Tuesday, January 31, 2012

E-mailing With Patients: Think Before You ‘Send’





By Ericka L. Adler | September 28, 2011
 
 
Most of my communication with physician clients is conducted via e-mail. And yet, as a patient, I have never communicated with any physician in this manner. Why is this?

The use of e-mail is said to offer numerous benefits to physicians, such as an increase in efficiency and productivity. E-mailing is often faster, easier, and can be written and reviewed at the convenience of both parties, so as to cause less interruption and distraction to physicians during the work day. Additionally, e-mails are great documentation for future reference and can be printed and placed in the patient chart. E-mails can effectively be used for communicating test results, reminding patients of appointments, making appointments, prescribing medications, and, in some cases, following up on treatments and patient wellness. When used properly, electronic communication can free up valuable physician and staff time and decrease the need for in-person appointments and phone consultations.

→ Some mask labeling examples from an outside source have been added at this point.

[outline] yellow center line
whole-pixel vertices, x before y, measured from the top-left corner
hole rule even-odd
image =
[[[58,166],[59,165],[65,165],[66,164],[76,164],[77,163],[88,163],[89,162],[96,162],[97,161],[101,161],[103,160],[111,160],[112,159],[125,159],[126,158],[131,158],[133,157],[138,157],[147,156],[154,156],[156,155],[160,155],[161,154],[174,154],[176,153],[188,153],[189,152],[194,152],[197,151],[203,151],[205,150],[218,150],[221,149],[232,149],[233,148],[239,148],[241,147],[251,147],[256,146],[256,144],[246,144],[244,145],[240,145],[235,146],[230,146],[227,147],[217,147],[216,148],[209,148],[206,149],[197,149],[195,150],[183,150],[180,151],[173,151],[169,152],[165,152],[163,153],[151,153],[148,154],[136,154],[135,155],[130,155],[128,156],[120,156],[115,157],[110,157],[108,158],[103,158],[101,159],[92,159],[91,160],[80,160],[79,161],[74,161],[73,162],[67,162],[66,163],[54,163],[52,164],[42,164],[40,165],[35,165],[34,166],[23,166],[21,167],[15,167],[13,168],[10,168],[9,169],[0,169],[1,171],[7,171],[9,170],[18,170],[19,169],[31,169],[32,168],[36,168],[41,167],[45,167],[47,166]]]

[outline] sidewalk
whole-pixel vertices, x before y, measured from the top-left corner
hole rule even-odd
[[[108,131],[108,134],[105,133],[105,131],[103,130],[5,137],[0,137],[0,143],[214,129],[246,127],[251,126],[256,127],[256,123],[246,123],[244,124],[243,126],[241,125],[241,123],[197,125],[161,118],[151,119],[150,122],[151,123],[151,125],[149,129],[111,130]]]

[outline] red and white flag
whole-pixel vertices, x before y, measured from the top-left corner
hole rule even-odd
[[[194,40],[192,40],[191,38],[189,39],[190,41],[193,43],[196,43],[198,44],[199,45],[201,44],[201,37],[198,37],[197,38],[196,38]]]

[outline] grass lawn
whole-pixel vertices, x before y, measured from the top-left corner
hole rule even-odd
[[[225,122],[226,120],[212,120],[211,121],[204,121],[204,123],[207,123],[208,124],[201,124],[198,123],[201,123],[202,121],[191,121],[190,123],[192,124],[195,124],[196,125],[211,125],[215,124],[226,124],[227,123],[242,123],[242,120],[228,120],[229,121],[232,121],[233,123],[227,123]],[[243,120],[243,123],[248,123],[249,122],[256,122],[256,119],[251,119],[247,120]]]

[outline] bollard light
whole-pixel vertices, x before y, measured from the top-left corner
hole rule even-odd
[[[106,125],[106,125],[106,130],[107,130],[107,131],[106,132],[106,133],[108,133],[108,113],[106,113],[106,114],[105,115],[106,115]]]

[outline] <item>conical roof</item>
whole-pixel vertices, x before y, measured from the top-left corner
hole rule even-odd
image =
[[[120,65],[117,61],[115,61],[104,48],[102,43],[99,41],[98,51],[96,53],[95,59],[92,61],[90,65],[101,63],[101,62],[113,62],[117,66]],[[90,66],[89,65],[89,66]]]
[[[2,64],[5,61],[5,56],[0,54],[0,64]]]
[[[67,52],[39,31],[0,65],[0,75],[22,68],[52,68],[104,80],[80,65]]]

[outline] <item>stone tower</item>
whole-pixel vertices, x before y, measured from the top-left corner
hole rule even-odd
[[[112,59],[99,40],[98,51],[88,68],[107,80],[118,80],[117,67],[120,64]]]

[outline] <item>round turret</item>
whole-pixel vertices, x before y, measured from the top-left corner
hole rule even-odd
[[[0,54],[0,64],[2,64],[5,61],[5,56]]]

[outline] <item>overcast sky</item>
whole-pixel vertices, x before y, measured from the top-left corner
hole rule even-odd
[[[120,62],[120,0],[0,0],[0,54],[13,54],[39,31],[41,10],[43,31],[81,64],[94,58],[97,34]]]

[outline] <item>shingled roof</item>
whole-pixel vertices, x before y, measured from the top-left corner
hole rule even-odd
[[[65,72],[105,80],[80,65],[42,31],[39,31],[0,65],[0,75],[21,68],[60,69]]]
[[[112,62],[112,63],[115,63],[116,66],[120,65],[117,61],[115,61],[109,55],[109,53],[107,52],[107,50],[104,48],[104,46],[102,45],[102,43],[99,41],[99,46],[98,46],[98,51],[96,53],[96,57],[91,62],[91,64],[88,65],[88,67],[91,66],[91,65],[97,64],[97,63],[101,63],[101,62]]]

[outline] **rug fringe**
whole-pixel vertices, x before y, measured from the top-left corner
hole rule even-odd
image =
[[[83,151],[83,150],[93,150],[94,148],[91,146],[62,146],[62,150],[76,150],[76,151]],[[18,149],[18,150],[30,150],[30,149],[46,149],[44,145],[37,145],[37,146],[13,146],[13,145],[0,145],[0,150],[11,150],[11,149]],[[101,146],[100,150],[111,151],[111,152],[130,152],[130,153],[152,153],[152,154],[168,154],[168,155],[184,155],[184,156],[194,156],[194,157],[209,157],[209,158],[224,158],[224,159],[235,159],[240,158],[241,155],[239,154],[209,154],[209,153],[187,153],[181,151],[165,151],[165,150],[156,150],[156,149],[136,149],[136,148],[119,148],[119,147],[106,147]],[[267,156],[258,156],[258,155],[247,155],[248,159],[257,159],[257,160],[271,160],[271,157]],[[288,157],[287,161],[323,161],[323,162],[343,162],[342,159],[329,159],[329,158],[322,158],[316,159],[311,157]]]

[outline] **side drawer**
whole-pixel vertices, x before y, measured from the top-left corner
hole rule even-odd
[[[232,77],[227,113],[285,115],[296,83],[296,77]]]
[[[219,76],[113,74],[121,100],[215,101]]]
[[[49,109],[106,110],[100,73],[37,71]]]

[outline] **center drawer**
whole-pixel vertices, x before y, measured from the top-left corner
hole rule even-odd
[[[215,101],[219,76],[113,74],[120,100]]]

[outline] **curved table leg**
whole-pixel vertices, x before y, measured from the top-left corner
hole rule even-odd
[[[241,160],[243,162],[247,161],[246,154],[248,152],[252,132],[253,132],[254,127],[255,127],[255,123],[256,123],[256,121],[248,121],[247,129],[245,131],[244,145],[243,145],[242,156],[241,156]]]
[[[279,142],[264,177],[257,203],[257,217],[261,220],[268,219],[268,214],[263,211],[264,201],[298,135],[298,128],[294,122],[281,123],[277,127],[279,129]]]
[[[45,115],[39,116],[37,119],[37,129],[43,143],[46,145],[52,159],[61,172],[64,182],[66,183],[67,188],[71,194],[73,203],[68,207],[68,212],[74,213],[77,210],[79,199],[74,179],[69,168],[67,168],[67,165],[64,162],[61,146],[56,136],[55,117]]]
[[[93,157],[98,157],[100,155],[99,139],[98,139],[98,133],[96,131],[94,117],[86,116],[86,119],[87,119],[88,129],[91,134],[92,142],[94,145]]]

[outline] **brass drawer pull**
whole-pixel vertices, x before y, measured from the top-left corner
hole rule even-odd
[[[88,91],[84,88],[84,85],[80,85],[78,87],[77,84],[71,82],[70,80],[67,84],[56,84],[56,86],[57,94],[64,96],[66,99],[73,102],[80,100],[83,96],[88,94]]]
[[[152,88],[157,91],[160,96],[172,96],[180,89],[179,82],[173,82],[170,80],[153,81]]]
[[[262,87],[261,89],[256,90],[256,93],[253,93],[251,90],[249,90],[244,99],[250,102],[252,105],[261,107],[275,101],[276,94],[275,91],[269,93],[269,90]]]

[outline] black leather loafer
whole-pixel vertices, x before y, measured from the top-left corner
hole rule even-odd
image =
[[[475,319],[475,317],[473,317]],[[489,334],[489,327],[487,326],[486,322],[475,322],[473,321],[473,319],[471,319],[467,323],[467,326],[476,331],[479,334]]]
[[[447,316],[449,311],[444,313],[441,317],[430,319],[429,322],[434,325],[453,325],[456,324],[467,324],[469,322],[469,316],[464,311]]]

Like anything in healthcare, however, there are always some restrictions and concerns. When it comes to e-mail, I typically warn my clients of the following:

1. E-mail should not be used for emergencies. You should set a maximum response time (i.e., 48 hours) that you will be able to meet and let patients know ahead of time. Patients should also know that the e-mail may be reviewed by others in your office in order to achieve the fastest response.

2. Limit e-mail use to situations you are prepared to handle. If you want to refill prescriptions but not give medical advice via e-mail, that is your decision. Make this policy known to your patients and do not make any exceptions.

3. Make sure patients know what security measures you have taken with your e-mail system and that you are not responsible if they choose to allow access to their e-mail account by a third party.

4. Don’t use your personal e-mail address. Set up an address that can be discontinued should the e-mail “experiment” not work. Consider a trial e-mail period to see whether e-mail is an advantage or disadvantage for your practice.

5. Be careful what you put in writing. If you do not want to give advice, limit your e-mail conversations to non-diagnosis related advice such as referrals to specialists, clarifying statements you made to patients, or answering general questions. When patients are seeking medical advice for a condition that has not been examined in person, always have them schedule an appointment. Be aware of the laws in your state and malpractice risk that may be created by unclear or untimely advice on which a patient relies.

6. Consider whether access to e-mail is something for which you should charge patients. You may not be reimbursed for time spent e-mailing with patients, and establishing a safe e-mail system may be expensive. If you choose to charge patients, consult with legal counsel to make sure you are not violating any laws or payer contracts.

7. Consider whether your e-mails should contain a disclaimer. I have a client who provided e-mail advice to a patient one Friday evening who complained of flu-like symptoms. My client recommended fluids, rest, etc., and to come in for an appointment on Monday if he did not feel better. The patient’s condition worsened and he died over the weekend. At no time did the patient contact the physician again or go the emergency room, relying instead on the e-mail. Whether reasonable or not, patients often blindly follow a physician’s advice. Although liability can never be avoided completely, a disclaimer on your e-mails that reminds patients they cannot rely on e-mail advice without an exam might help. In addition, the disclaimer should remind patients to make an appointment or to go to the emergency room if symptoms persist or worsen. Legal counsel can help you draft something appropriate for your needs.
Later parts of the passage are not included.